WikiTeam / wikiteam

Tools for downloading and preserving wikis. We archive wikis, from Wikipedia to tiniest wikis. As of 2023, WikiTeam has preserved more than 350,000 wikis.
https://github.com/WikiTeam
GNU General Public License v3.0
705 stars 147 forks source link

Use urllib.quote on str, not unicode, for image titles #469

Open Pokechu22 opened 1 year ago

Pokechu22 commented 1 year ago

Before, files with non-ascii names would crash when using --xmlrevisions (a regression from #451 by @yzqzss). For example, French Wikiversity has Fichier:Ensemble_access_croisé.jpg (I'm using that as an example here because it's a small site that I know will continue to exist).

$ python2 -b -u dumpgenerator.py --xmlrevisions --images --force --api https://fr.wikiversity.org/w/api.php
Checking API... https://fr.wikiversity.org/w/api.php
API is OK: https://fr.wikiversity.org/w/api.php
Checking index.php... https://fr.wikiversity.org/w/index.php
index.php is OK
PLEASE, DO NOT USE THIS SCRIPT TO DOWNLOAD WIKIMEDIA PROJECTS!
Download the dumps from http://dumps.wikimedia.org
#########################################################################
# Welcome to DumpGenerator 0.4.0-alpha by WikiTeam (GPL v3)                   #
# More info at: https://github.com/WikiTeam/wikiteam                    #
#########################################################################

#########################################################################
# Copyright (C) 2011-2023 WikiTeam developers                           #

# This program is free software: you can redistribute it and/or modify  #
# it under the terms of the GNU General Public License as published by  #
# the Free Software Foundation, either version 3 of the License, or     #
# (at your option) any later version.                                   #
#                                                                       #
# This program is distributed in the hope that it will be useful,       #
# but WITHOUT ANY WARRANTY; without even the implied warranty of        #
# MERCHANTABILITY or FITNESS FOR A PARTICULAR PURPOSE.  See the         #
# GNU General Public License for more details.                          #
#                                                                       #
# You should have received a copy of the GNU General Public License     #
# along with this program.  If not, see <http://www.gnu.org/licenses/>. #
#########################################################################

Analysing https://fr.wikiversity.org/w/api.php
Trying generating a new dump into a new directory...
Retrieving image filenames
..    Found 84 images
84 image names loaded
Image filenames and URLs saved at... frwikiversityorg_w-20230624-images.txt
Retrieving images from "start"
Creating "./frwikiversityorg_w-20230624-wikidump/images" directory
    Downloaded 10 images
    Downloaded 20 images
    Downloaded 30 images
    Downloaded 40 images
/usr/lib/python2.7/urllib.py:1306: UnicodeWarning: Unicode equal comparison failed to convert both arguments to Unicode - interpreting them as being unequal
  return ''.join(map(quoter, s))
Traceback (most recent call last):
  File "dumpgenerator.py", line 2572, in <module>
    main()
  File "dumpgenerator.py", line 2564, in main
    createNewDump(config=config, other=other)
  File "dumpgenerator.py", line 2147, in createNewDump
    session=other['session'])
  File "dumpgenerator.py", line 1524, in generateImageDump
    r = session.get(config['api'] + u"?action=query&export&exportnowrap&titles=%s" % urllib.quote(title))
  File "/usr/lib/python2.7/urllib.py", line 1306, in quote
    return ''.join(map(quoter, s))
KeyError: u'\xe9'

Python 2's str vs unicode and the implicit conversions are a mess.

nemobis commented 1 year ago

Ah yes, that error has been annoying.
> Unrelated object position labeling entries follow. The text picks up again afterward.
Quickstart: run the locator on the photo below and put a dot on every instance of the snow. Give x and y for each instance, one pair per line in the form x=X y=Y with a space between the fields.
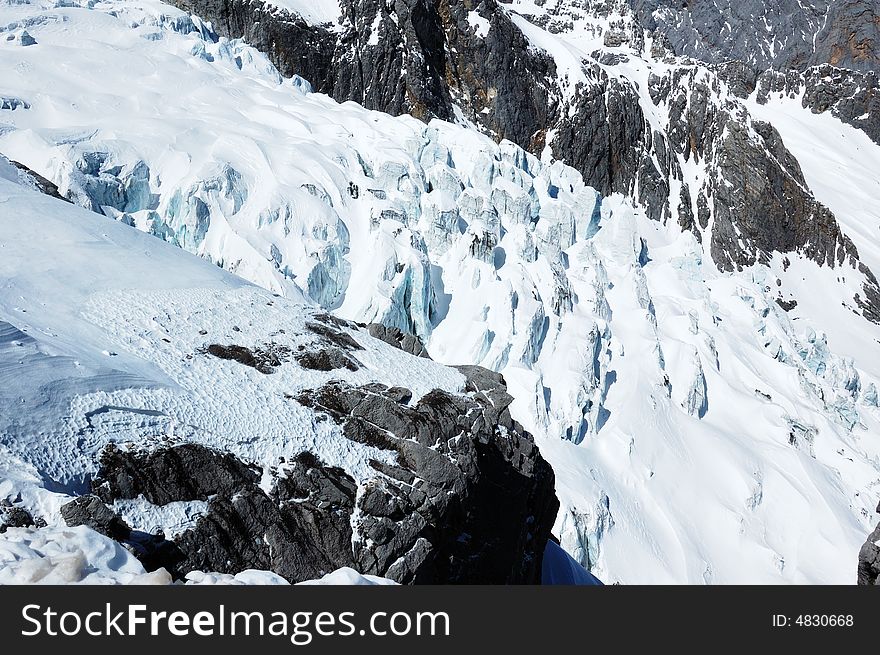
x=153 y=307
x=62 y=555
x=559 y=568
x=699 y=433
x=316 y=12
x=348 y=577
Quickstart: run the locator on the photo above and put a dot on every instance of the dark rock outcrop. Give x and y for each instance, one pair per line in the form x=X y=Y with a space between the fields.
x=784 y=34
x=184 y=472
x=869 y=559
x=851 y=96
x=12 y=516
x=463 y=497
x=39 y=182
x=396 y=337
x=429 y=60
x=265 y=359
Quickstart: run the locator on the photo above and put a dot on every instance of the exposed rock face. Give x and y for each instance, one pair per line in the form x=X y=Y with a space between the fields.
x=783 y=34
x=851 y=96
x=14 y=517
x=467 y=499
x=37 y=181
x=434 y=59
x=396 y=337
x=869 y=559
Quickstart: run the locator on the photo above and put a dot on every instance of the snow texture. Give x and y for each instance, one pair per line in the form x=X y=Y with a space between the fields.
x=699 y=432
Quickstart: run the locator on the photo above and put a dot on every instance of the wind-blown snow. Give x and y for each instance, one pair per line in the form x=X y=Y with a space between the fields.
x=699 y=433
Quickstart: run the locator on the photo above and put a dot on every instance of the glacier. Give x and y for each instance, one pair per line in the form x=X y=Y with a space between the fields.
x=700 y=433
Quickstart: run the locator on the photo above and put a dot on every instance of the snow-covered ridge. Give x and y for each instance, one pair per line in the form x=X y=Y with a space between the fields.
x=631 y=357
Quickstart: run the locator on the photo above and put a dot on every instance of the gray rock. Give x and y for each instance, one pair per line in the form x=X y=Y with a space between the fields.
x=869 y=559
x=468 y=499
x=14 y=517
x=396 y=337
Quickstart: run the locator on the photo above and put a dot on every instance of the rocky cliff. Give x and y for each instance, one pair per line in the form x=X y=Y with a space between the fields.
x=473 y=59
x=869 y=559
x=469 y=498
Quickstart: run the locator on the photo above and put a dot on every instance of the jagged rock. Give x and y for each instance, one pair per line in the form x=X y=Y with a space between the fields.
x=396 y=337
x=179 y=473
x=93 y=513
x=783 y=34
x=851 y=96
x=265 y=359
x=41 y=183
x=326 y=359
x=468 y=499
x=869 y=559
x=756 y=195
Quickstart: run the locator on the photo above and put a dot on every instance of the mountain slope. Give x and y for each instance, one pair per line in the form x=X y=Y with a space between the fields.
x=710 y=415
x=223 y=428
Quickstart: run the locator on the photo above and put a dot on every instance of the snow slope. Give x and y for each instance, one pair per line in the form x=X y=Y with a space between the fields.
x=699 y=433
x=101 y=331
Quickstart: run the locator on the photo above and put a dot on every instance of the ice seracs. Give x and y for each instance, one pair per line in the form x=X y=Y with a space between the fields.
x=659 y=386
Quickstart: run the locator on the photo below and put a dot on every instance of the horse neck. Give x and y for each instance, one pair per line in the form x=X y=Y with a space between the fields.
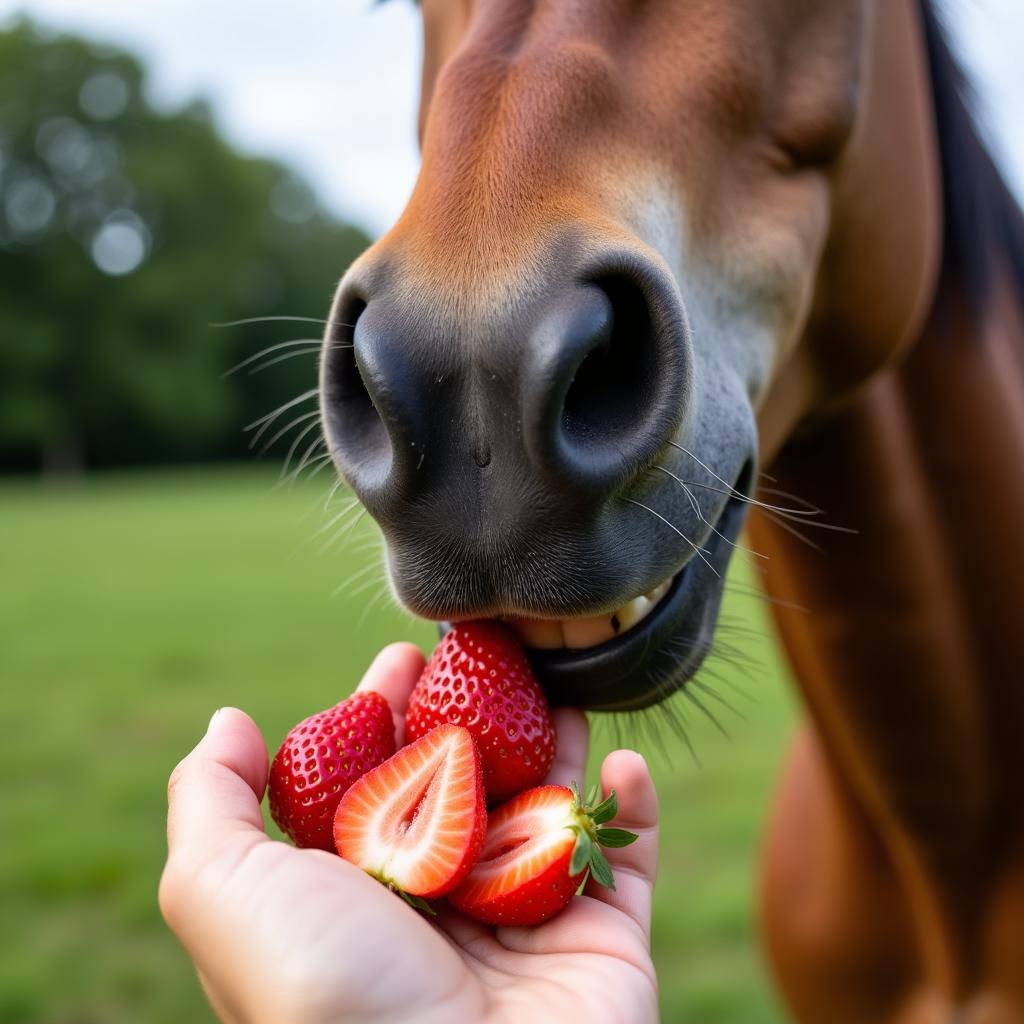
x=910 y=652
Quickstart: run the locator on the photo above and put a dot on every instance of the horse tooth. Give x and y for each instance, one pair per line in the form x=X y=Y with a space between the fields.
x=587 y=632
x=542 y=634
x=629 y=614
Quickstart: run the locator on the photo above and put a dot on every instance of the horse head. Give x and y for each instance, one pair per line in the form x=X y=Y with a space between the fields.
x=635 y=259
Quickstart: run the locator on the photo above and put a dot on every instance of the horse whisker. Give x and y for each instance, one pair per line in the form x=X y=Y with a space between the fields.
x=270 y=417
x=284 y=430
x=268 y=320
x=696 y=508
x=698 y=551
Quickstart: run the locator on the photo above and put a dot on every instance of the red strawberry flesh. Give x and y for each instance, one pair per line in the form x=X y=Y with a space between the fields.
x=321 y=758
x=417 y=822
x=522 y=875
x=478 y=677
x=525 y=871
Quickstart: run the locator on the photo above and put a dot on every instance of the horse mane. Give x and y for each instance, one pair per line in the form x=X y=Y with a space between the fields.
x=983 y=223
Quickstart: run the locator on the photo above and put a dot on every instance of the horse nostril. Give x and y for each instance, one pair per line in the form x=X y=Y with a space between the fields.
x=605 y=399
x=357 y=433
x=605 y=387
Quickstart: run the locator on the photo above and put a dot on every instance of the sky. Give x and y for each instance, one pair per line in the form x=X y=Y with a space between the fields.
x=331 y=86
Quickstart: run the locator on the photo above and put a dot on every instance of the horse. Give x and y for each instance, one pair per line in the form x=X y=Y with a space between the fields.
x=654 y=248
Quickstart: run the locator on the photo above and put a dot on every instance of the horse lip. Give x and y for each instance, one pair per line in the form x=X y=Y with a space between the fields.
x=614 y=675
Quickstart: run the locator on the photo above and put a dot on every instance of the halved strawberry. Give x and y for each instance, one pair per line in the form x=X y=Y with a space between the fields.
x=321 y=758
x=539 y=848
x=478 y=677
x=417 y=822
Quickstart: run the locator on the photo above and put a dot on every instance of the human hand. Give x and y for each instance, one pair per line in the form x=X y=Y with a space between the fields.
x=288 y=935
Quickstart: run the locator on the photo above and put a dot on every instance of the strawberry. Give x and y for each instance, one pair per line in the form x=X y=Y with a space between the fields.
x=478 y=677
x=321 y=758
x=417 y=822
x=539 y=849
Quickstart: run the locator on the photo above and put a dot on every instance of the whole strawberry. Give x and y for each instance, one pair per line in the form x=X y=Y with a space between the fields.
x=321 y=758
x=478 y=677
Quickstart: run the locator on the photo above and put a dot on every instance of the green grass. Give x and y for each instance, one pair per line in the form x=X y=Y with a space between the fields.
x=134 y=605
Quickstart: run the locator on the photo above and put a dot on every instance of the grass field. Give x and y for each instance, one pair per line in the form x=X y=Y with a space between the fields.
x=134 y=605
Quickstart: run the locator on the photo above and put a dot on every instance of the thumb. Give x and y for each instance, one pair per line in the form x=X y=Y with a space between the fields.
x=214 y=794
x=636 y=865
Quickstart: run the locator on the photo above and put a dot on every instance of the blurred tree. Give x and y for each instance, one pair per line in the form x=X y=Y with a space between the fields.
x=124 y=232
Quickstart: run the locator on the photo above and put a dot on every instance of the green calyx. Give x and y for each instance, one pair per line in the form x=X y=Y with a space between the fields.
x=589 y=819
x=416 y=902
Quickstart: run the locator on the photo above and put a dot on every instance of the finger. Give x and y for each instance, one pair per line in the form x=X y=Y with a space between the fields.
x=217 y=788
x=573 y=741
x=636 y=865
x=393 y=674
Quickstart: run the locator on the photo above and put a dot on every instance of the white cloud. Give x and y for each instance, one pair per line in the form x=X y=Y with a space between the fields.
x=331 y=85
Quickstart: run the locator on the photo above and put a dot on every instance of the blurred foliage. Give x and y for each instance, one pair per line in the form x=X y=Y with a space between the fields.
x=124 y=233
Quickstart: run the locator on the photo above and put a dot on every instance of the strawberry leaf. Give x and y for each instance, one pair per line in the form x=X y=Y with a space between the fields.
x=416 y=902
x=614 y=838
x=600 y=868
x=605 y=810
x=583 y=853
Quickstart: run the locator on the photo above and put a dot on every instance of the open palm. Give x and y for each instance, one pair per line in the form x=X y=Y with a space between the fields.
x=281 y=934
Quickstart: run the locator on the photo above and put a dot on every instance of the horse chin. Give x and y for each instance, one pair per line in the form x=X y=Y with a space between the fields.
x=648 y=663
x=657 y=656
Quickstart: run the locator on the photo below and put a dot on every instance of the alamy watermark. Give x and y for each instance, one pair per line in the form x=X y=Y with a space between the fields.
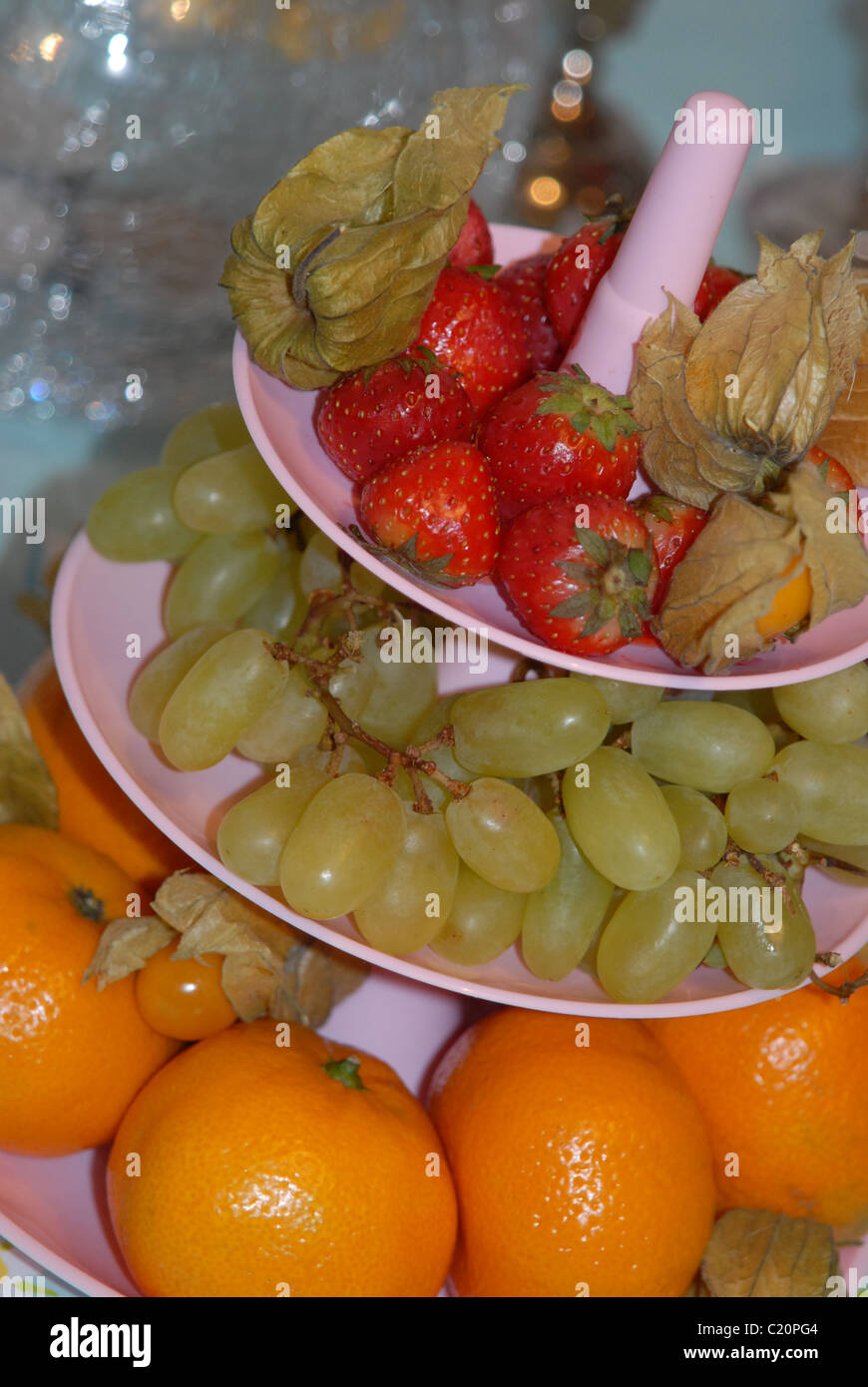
x=24 y=515
x=411 y=644
x=739 y=125
x=721 y=904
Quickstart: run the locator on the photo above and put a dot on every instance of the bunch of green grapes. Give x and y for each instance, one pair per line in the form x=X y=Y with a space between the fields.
x=569 y=816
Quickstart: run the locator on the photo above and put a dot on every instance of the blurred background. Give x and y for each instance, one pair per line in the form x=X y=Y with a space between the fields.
x=134 y=134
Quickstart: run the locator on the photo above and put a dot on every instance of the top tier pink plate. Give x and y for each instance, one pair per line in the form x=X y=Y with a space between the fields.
x=280 y=422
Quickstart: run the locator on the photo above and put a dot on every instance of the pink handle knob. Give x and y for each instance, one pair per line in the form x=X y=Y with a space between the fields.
x=671 y=235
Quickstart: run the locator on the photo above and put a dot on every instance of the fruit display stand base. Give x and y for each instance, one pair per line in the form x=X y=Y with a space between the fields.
x=280 y=422
x=96 y=608
x=54 y=1209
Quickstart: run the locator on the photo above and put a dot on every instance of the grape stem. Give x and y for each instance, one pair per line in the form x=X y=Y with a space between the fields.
x=733 y=854
x=342 y=728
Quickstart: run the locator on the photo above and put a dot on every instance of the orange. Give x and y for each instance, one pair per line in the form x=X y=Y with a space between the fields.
x=262 y=1173
x=71 y=1059
x=93 y=810
x=790 y=604
x=582 y=1168
x=783 y=1087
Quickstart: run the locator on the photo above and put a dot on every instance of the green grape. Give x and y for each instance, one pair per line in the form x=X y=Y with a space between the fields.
x=319 y=565
x=761 y=816
x=651 y=943
x=620 y=820
x=561 y=920
x=283 y=607
x=715 y=957
x=219 y=580
x=254 y=831
x=625 y=700
x=134 y=522
x=831 y=708
x=401 y=694
x=342 y=847
x=161 y=676
x=409 y=906
x=369 y=583
x=506 y=839
x=710 y=746
x=700 y=827
x=483 y=924
x=294 y=718
x=229 y=493
x=216 y=429
x=530 y=728
x=767 y=942
x=227 y=689
x=758 y=702
x=831 y=788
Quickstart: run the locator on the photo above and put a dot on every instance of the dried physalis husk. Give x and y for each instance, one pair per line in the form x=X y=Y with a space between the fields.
x=125 y=946
x=27 y=789
x=729 y=576
x=788 y=340
x=761 y=1255
x=681 y=457
x=338 y=262
x=846 y=434
x=729 y=404
x=267 y=967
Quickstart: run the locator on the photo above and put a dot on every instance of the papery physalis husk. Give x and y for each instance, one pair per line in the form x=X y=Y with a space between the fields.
x=846 y=434
x=267 y=967
x=125 y=946
x=27 y=790
x=337 y=263
x=760 y=1255
x=731 y=402
x=682 y=458
x=728 y=579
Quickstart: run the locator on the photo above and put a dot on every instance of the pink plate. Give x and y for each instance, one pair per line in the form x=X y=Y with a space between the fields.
x=54 y=1209
x=280 y=425
x=97 y=605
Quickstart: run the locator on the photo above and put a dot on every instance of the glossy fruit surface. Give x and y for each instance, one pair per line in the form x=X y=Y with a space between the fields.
x=93 y=810
x=782 y=1087
x=279 y=1163
x=184 y=998
x=556 y=436
x=71 y=1057
x=582 y=1162
x=473 y=327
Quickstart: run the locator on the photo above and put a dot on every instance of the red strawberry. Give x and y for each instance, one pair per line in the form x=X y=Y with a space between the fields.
x=434 y=513
x=715 y=283
x=580 y=573
x=473 y=245
x=523 y=281
x=577 y=266
x=832 y=472
x=672 y=527
x=559 y=434
x=377 y=415
x=473 y=327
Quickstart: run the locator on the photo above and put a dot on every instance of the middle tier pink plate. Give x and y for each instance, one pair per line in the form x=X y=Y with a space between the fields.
x=97 y=605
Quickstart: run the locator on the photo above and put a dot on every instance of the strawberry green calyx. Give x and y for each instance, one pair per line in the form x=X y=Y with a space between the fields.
x=613 y=586
x=590 y=408
x=406 y=558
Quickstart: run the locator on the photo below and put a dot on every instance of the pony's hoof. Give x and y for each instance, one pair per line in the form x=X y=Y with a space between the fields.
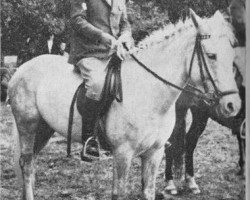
x=171 y=188
x=192 y=185
x=195 y=190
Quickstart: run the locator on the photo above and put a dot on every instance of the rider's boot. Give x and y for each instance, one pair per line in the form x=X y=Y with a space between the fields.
x=90 y=143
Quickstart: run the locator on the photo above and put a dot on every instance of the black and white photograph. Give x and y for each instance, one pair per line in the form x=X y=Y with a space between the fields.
x=124 y=100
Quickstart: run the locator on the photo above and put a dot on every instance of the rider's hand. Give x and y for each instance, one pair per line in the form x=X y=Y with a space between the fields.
x=127 y=40
x=109 y=40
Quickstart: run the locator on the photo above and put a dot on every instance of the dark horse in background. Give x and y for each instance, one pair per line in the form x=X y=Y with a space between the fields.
x=184 y=143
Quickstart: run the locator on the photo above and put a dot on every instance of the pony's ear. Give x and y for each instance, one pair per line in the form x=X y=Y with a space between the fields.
x=195 y=18
x=219 y=16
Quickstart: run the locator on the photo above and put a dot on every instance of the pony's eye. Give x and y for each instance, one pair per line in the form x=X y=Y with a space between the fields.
x=212 y=56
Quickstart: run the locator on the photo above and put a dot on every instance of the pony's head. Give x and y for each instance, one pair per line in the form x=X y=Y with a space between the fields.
x=215 y=43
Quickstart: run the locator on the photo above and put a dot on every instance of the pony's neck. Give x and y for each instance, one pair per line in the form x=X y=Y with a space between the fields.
x=169 y=59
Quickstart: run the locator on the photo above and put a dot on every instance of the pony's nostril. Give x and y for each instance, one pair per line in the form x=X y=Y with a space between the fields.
x=230 y=107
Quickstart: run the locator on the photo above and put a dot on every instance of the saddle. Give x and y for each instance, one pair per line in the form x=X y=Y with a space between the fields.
x=112 y=90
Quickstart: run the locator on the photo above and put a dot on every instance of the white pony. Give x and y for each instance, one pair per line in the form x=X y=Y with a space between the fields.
x=42 y=89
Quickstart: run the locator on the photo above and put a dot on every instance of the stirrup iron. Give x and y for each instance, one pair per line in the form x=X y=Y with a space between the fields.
x=88 y=157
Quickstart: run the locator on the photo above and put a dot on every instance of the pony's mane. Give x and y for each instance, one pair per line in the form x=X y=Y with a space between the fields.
x=170 y=31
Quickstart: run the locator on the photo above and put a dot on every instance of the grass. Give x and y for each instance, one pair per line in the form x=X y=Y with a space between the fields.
x=61 y=178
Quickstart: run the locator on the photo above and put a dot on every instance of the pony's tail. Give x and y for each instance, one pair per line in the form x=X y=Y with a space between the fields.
x=17 y=153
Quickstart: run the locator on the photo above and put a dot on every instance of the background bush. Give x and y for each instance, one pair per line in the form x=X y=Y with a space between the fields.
x=21 y=19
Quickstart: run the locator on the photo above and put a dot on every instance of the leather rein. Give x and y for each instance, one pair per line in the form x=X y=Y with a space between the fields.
x=209 y=98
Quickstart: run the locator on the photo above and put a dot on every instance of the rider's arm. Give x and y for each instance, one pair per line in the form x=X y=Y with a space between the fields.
x=80 y=25
x=124 y=24
x=125 y=32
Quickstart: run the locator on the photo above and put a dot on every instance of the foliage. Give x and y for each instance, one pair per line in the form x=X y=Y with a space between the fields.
x=21 y=19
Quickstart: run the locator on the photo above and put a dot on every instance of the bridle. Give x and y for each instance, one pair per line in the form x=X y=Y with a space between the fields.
x=208 y=97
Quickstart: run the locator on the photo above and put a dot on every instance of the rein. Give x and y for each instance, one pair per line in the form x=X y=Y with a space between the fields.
x=208 y=98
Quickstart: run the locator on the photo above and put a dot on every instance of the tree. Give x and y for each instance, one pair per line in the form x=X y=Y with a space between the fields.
x=21 y=19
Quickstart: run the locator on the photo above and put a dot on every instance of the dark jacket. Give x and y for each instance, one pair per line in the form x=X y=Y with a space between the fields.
x=88 y=26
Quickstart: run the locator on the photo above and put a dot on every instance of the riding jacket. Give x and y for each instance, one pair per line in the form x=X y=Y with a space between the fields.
x=89 y=20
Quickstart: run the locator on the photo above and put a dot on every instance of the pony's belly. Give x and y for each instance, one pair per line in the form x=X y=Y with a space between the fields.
x=54 y=98
x=149 y=135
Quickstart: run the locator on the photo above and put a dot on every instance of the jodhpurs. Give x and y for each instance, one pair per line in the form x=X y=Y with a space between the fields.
x=93 y=71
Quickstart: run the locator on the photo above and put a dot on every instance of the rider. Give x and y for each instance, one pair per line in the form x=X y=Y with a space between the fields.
x=99 y=29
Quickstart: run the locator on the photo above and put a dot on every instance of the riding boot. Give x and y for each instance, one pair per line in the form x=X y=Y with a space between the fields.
x=89 y=117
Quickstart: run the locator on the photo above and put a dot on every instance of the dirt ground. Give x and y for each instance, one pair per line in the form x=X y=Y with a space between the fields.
x=61 y=178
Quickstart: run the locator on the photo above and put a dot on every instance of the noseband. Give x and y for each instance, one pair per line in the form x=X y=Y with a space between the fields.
x=208 y=97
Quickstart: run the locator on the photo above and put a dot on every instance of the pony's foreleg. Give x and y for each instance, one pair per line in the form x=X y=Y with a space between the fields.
x=150 y=164
x=27 y=158
x=198 y=126
x=241 y=144
x=122 y=158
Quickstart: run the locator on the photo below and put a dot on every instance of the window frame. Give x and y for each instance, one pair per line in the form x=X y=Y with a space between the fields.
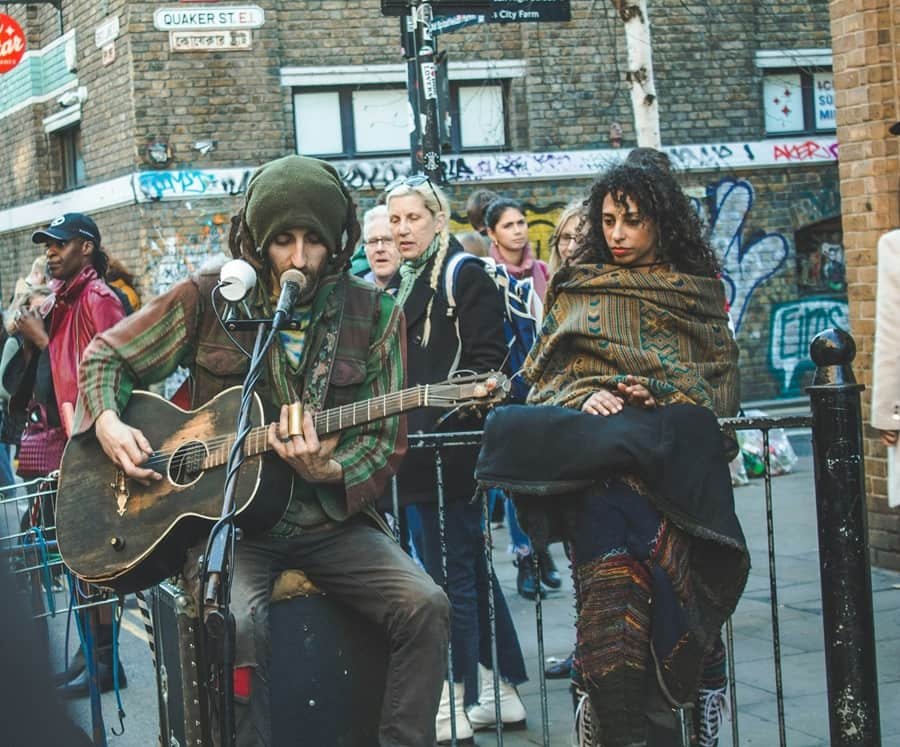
x=394 y=77
x=807 y=98
x=806 y=63
x=70 y=155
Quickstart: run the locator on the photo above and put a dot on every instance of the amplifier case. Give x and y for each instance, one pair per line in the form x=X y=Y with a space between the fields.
x=180 y=674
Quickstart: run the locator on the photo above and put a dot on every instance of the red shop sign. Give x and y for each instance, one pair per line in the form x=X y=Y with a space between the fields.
x=12 y=43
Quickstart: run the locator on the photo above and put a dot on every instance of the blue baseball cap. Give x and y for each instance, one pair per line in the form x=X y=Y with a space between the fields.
x=66 y=227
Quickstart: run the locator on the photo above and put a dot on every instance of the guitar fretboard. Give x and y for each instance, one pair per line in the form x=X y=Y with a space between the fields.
x=327 y=421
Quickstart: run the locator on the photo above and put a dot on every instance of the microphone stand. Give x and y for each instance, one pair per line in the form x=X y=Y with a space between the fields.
x=216 y=565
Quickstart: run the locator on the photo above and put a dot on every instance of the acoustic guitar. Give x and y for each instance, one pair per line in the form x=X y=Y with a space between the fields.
x=113 y=531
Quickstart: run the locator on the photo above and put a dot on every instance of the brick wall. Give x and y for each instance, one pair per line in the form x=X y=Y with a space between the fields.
x=708 y=85
x=867 y=79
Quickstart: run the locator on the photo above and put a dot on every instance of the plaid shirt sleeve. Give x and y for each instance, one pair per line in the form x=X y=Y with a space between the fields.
x=370 y=454
x=142 y=349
Thanks!

Do we really need to pass the URL as unicode? We have the titles as unicode because we're trying to convert at the I/O boundary (so that e.g. we compare titles in unicode only), but I'm not sure requests needs it.

Pokechu22 commented 1 year ago

config[api] is str, so probably the URL should also be str, good catch.

Pokechu22 commented 11 months ago

Anything holding up this being merged?